Regarding international competitiveness, Philippine manufacturing ranks No. 44 out of 153 countries in the United Nations Industrial Development Organization’s (Unido) Competitive Industrial Performance Index. This represents an improvement from No. 53 in 2010. The most competitive countries in the index are Germany, China, Ireland, South Korea, and the United States. Additionally, based on Unido’s National Accounts Database, the Philippines ranks No. 29 out of 215 countries in the world when comparing the size of manufacturing industries. The GVA for Philippine manufacturing was $80 billion in 2022.

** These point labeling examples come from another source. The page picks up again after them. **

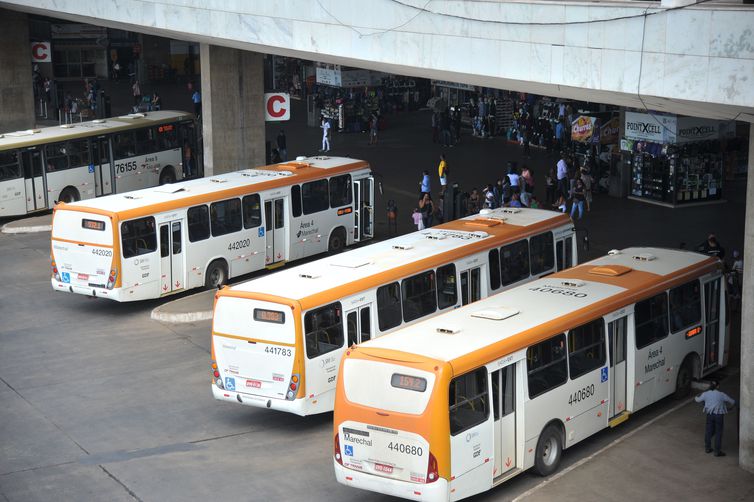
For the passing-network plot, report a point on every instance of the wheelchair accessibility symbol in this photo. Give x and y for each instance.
(230, 383)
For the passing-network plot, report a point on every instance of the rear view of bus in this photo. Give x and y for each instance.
(389, 432)
(255, 358)
(84, 256)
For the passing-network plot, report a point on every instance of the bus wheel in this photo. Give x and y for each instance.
(337, 240)
(683, 381)
(68, 195)
(549, 451)
(217, 274)
(167, 176)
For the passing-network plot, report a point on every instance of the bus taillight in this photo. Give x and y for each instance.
(337, 449)
(432, 470)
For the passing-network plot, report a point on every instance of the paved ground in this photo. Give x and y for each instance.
(98, 402)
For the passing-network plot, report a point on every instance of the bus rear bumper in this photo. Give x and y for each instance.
(296, 407)
(112, 294)
(413, 491)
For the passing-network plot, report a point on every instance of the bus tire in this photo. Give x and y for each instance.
(337, 241)
(683, 380)
(167, 176)
(68, 195)
(549, 451)
(217, 274)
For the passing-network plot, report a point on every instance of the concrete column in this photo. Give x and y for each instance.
(746, 412)
(16, 93)
(232, 109)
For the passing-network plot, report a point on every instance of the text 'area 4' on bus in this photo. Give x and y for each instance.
(277, 340)
(159, 241)
(39, 167)
(457, 404)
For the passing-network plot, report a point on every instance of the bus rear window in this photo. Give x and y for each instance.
(93, 225)
(408, 382)
(265, 315)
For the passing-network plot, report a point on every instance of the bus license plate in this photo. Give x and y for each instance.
(387, 469)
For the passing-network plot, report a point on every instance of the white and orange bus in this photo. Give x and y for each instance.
(462, 402)
(277, 340)
(159, 241)
(71, 162)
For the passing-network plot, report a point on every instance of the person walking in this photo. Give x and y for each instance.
(324, 124)
(282, 146)
(442, 171)
(715, 406)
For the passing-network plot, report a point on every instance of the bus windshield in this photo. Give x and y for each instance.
(388, 387)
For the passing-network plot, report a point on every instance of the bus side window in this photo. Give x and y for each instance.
(514, 262)
(198, 223)
(685, 306)
(389, 306)
(469, 401)
(340, 191)
(296, 201)
(418, 293)
(252, 211)
(586, 348)
(138, 237)
(547, 367)
(324, 330)
(494, 267)
(447, 292)
(542, 253)
(651, 320)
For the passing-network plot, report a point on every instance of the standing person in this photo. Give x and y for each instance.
(196, 98)
(424, 184)
(578, 199)
(324, 124)
(282, 146)
(136, 91)
(442, 171)
(562, 175)
(427, 209)
(715, 406)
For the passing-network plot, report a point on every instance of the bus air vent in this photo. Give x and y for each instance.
(610, 270)
(497, 314)
(448, 331)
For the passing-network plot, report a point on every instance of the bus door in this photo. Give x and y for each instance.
(471, 285)
(504, 397)
(171, 257)
(359, 324)
(34, 179)
(103, 176)
(363, 215)
(617, 333)
(564, 252)
(713, 344)
(274, 221)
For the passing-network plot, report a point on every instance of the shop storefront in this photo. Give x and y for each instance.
(673, 160)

Although the Philippines has made progress in terms of complexity, as shown in the Atlas of Economic Complexity, there is still a need for diversification in the manufacturing sector. Manufacturing is currently concentrated at both ends of the spectrum, with food manufacturing representing nearly half of the industry and the high-tech electronics and semiconductor sector accounting for a significant portion of Philippine exports. However, there is a shortage of middle technology sectors that would offer a diverse and resilient manufacturing sector.

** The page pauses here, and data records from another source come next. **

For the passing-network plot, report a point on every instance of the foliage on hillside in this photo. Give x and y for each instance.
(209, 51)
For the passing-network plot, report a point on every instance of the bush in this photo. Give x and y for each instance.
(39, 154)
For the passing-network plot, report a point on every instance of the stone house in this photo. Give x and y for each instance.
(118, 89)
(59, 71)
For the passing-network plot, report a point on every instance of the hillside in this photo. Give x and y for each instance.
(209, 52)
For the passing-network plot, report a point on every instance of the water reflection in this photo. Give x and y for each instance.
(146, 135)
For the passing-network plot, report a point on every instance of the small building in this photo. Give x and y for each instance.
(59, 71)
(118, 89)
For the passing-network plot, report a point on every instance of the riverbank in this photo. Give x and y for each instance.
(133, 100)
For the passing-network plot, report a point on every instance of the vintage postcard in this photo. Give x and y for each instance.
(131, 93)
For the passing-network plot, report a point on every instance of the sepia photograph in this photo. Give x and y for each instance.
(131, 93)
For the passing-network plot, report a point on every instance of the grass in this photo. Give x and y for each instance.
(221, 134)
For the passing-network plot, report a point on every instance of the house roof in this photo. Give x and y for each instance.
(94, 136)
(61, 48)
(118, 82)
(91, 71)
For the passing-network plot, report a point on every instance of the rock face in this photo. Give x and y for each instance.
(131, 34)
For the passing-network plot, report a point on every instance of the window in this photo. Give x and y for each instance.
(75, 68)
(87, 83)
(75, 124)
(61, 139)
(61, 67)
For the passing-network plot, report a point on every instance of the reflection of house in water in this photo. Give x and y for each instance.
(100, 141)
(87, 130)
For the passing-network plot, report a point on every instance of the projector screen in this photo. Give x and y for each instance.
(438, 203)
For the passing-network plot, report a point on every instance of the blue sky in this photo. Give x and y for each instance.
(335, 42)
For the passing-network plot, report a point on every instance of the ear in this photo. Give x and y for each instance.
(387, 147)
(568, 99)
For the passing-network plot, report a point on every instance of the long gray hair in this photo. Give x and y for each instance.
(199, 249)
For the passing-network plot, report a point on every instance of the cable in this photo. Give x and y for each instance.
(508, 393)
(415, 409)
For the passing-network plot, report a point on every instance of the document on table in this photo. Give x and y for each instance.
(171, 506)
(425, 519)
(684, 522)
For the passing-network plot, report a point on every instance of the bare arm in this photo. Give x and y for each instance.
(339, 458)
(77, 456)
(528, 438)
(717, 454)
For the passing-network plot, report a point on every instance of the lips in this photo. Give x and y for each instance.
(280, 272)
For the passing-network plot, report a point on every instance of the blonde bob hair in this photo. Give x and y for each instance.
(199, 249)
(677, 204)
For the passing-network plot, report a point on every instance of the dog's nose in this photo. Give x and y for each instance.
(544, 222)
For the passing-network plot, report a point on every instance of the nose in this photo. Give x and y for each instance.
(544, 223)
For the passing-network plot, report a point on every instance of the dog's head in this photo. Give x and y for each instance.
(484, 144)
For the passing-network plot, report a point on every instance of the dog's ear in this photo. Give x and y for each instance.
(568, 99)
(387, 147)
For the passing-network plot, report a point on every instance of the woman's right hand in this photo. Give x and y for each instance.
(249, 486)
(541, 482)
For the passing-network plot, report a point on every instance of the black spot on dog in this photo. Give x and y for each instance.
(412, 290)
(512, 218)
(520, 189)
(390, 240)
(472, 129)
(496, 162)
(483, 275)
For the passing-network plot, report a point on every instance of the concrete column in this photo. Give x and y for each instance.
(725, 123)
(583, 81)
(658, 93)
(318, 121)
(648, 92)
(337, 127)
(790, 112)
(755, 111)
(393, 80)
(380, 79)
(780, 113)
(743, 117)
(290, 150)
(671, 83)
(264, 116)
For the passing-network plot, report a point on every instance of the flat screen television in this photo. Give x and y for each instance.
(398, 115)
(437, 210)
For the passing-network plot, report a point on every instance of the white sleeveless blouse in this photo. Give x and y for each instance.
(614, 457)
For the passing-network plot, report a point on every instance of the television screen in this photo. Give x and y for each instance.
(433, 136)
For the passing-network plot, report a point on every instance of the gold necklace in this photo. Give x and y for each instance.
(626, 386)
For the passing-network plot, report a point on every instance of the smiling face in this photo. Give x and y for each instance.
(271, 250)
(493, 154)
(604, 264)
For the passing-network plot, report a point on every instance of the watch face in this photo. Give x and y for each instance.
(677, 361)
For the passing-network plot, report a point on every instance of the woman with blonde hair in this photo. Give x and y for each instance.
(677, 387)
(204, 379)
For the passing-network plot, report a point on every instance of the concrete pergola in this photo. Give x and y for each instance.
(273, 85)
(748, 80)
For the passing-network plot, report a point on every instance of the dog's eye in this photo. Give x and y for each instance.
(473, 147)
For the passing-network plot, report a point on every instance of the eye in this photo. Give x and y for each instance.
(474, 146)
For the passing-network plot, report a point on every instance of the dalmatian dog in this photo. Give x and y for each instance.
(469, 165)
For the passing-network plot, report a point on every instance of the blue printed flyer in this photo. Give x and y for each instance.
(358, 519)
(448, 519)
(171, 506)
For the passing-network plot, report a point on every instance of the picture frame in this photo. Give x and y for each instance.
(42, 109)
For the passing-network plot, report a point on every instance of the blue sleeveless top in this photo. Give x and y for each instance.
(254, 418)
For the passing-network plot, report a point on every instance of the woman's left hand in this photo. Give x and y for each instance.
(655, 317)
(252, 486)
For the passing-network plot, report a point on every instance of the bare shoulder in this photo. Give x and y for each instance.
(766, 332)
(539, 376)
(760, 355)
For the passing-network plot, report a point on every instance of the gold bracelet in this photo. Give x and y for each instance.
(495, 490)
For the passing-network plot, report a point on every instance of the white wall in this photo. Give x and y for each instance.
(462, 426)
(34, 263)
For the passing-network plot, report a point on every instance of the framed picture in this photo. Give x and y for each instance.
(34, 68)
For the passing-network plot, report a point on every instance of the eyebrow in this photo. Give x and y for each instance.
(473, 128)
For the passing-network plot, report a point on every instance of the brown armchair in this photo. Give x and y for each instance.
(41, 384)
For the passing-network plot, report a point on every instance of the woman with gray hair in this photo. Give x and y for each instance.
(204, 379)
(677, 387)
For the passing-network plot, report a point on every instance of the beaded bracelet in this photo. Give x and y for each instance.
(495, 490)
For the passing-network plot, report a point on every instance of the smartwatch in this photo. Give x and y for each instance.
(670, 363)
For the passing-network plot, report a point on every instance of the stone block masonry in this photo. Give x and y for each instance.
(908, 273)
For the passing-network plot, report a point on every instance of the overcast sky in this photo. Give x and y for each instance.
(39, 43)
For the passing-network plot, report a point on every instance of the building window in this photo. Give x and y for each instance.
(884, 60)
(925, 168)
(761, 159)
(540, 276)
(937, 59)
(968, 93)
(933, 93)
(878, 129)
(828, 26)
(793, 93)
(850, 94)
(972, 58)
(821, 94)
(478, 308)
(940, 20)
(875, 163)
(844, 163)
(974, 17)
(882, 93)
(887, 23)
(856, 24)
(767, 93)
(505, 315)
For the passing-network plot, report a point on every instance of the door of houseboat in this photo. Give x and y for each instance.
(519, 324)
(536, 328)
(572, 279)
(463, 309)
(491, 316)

In terms of specific products, the Philippines manufactures a wide range across 21 divisions. Food manufacturing has the largest share at 47.6%, followed by chemicals at 12.5%, and computer electronics and semiconductors at 11.2%. Over the past decade, wood products experienced the fastest growth rate at 13% per annum, followed by machinery and chemicals.

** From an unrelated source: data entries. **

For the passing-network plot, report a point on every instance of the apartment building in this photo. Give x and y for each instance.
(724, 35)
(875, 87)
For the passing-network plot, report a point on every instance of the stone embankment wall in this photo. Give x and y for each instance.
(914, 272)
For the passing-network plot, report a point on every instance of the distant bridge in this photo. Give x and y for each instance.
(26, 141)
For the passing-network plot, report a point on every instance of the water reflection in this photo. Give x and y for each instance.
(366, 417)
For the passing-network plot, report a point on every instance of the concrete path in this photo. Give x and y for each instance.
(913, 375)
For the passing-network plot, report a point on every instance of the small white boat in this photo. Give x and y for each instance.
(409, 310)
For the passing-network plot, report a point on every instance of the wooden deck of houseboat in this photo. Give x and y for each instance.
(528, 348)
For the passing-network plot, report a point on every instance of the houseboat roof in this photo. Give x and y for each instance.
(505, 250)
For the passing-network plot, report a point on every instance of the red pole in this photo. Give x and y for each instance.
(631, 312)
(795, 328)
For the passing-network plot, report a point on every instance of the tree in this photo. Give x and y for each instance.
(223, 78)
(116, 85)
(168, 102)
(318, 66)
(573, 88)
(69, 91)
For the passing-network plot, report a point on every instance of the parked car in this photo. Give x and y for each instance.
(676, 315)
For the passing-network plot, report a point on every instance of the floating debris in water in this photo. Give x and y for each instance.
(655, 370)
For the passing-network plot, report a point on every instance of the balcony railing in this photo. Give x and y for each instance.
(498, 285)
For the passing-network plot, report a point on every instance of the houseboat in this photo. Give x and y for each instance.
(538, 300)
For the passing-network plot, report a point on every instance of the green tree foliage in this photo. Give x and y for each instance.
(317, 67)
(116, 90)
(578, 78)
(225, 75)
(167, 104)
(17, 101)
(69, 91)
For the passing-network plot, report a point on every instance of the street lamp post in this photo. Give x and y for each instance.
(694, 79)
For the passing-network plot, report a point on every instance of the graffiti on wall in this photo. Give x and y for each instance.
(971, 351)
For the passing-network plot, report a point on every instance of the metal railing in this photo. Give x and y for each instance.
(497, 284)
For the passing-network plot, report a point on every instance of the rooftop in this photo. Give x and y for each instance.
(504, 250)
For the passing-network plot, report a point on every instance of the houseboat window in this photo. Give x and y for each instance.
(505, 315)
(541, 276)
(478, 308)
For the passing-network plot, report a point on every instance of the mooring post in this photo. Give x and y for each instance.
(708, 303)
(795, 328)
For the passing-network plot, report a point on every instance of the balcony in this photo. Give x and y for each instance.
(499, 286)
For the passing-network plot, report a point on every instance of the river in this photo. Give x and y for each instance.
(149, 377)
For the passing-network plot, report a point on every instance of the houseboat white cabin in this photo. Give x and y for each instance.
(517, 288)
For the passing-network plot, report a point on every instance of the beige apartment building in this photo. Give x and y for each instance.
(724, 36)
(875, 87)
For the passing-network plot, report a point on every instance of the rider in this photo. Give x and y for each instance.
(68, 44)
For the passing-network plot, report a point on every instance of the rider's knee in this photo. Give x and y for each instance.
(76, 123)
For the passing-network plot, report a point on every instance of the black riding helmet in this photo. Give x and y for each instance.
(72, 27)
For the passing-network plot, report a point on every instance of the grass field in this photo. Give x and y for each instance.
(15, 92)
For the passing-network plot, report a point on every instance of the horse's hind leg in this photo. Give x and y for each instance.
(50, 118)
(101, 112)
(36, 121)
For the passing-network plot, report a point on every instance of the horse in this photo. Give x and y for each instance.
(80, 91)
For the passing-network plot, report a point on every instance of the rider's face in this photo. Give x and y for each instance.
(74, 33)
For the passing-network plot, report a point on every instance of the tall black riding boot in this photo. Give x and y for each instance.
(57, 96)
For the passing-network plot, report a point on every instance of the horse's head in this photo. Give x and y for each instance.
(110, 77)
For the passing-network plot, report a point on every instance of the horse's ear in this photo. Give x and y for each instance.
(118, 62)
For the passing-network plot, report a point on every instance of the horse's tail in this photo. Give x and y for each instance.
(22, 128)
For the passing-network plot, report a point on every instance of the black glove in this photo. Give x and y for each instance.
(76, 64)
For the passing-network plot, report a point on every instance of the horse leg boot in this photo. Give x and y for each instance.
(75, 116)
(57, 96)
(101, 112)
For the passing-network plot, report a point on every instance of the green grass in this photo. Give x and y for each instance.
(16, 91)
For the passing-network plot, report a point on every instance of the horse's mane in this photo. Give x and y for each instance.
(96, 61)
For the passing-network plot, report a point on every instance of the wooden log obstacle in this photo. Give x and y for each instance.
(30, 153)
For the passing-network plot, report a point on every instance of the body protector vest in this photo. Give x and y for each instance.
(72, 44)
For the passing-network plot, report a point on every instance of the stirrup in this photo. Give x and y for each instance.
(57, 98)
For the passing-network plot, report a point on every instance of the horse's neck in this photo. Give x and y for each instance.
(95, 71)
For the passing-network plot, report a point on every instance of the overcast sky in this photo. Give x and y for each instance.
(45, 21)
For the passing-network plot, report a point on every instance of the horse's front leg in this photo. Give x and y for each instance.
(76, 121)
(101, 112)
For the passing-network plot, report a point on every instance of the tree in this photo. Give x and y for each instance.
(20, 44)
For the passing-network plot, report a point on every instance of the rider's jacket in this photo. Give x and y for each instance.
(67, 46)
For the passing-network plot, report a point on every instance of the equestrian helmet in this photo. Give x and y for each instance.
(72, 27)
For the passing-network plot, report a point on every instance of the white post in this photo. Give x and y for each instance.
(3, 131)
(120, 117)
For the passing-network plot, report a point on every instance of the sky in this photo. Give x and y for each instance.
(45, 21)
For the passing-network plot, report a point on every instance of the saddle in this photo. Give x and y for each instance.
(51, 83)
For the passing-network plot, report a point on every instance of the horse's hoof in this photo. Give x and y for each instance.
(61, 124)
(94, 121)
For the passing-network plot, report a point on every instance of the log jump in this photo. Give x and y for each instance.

To achieve further growth and improvement in the manufacturing sector, several actions can be taken. First, there is a need to increase the manufacturing share of GDP from 19% to around 24%, aligning with other ASEAN countries’ levels. Additionally, targeting the upper quantile of the Competitive Industrial Performance Index should be a goal. This can be achieved by continuously developing innovative talent to produce more complex products, revitalizing the middle-tech sector by leveraging domestic consumer demand, and promoting resourced-based products linked to the Philippines’ agriculture and marine resources to capitalize on the global demand for sustainable products in the green and blue economy.

By implementing these strategies, the Philippines can position itself as a strong player in the global manufacturing industry.